Sirius Songwriters' Greatest Hits from Sesame Street
Click on the images or titles below to sample some of the most popular songs Sirius Thinking's composers and lyricist have written for Sesame Street over the years. Or, for an even wider selection, check out the "Mane Hits" Playlist on You Tube, available here.
Sirius co-founders Chris Cerf and Norman Stiles wrote this song to help kids understand that, to complete one task effectively, one sometimes has to lay aside another one for awhile. As Norman tells it, ""I came up with the idea for “Put Down the Duckie” one night while eating dinner by myself at a restaurant.
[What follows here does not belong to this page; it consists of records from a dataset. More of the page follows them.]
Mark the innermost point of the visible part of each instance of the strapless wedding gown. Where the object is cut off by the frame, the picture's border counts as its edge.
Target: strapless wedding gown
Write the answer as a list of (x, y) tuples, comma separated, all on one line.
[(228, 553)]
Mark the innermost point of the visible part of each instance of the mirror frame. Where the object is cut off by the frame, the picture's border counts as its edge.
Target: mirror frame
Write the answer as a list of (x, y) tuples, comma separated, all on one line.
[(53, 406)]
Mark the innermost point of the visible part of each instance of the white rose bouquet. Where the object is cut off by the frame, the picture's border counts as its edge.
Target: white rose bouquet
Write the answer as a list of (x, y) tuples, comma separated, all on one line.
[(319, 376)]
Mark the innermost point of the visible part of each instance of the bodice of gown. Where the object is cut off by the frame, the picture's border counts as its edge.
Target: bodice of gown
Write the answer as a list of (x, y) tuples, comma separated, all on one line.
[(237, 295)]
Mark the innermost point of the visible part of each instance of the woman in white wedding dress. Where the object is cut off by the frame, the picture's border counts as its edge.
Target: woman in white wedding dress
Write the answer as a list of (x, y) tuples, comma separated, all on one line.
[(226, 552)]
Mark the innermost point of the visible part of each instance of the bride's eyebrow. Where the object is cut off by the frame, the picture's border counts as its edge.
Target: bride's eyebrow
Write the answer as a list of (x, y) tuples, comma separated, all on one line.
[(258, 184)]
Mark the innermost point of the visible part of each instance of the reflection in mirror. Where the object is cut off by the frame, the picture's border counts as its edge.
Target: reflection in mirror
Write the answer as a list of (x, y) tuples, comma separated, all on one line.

The phrase, 'You’ve got to put down the duckie if you want to play the saxophone,' came to mind after one vodka on the rocks. Chris Cerf and I wrote the whole lyric around a week later and then he wrote that great tune. The idea to include cuts of celebs came soon after it was recorded and shot. Any celebrity who came to do Sesame Street did their version. I got goose bumps when Ladysmith Black Mambazo did it."
This song, co-written by Christopher Cerf and Norman Stiles, features Grover, who, upon seeing the image of monster in his mirror (his own reflection!), overcomes his fear by singing out, "Wubba wubba wubba woo woo woo!" The celebrity-studded animation was created by Jim Blashfield, famous for the music videos he produced and directed for, among others, Talking Heads ('And She Was"), Paul Simon ("The Boy in the Bubble"). and Michael Jackson ('Leave Me Alone").
Ernie's dancing, bugle-playing, method of falling asleep -- aided by a chorus line of sheep -- is not exactly Bert's idea of the key to a quiet night's repose. "Dance Myself to Sleep," with music by Christopher Cerf, and lyrics co-written by Cerf and Norman Stiles, has been reprised many times on Sesame Street. The version presented here is the original.
This early classic (1974) was one of the first two Cerf-Stiles collaborative songwriting efforts to appear on Sesame Street. (The other was "Danger"). "Exit" was performed by Chrissy and the Alphabeats as a follow-up to their groundbreaking first appearance on the show (singing "Count It Higher"). Chris Cerf performed the lead vocal and played the piano for "Exit," while legendary Muppeteer Richard Hunt provided the backup vocals.
Lyricist Sarah Durkee teamed up with Chris Cerf to create this parody of Billy Idol's "Rebel Yell." The Billy Idol look-alike character was performed by Richard Hunt, while Cerf and Ivy Austin – famed, among other things, for her contributions to Prairie Home Companion – supplied the vocals for the Rebel L and policeperson, respectively.
Cookie Monster channels his inner Run DMC in this surprising paean to nutritious comestibles. Chris Cerf wrote the music and lyrics, and the amazing puppet performance was, of course, provided by the one and only Frank Oz.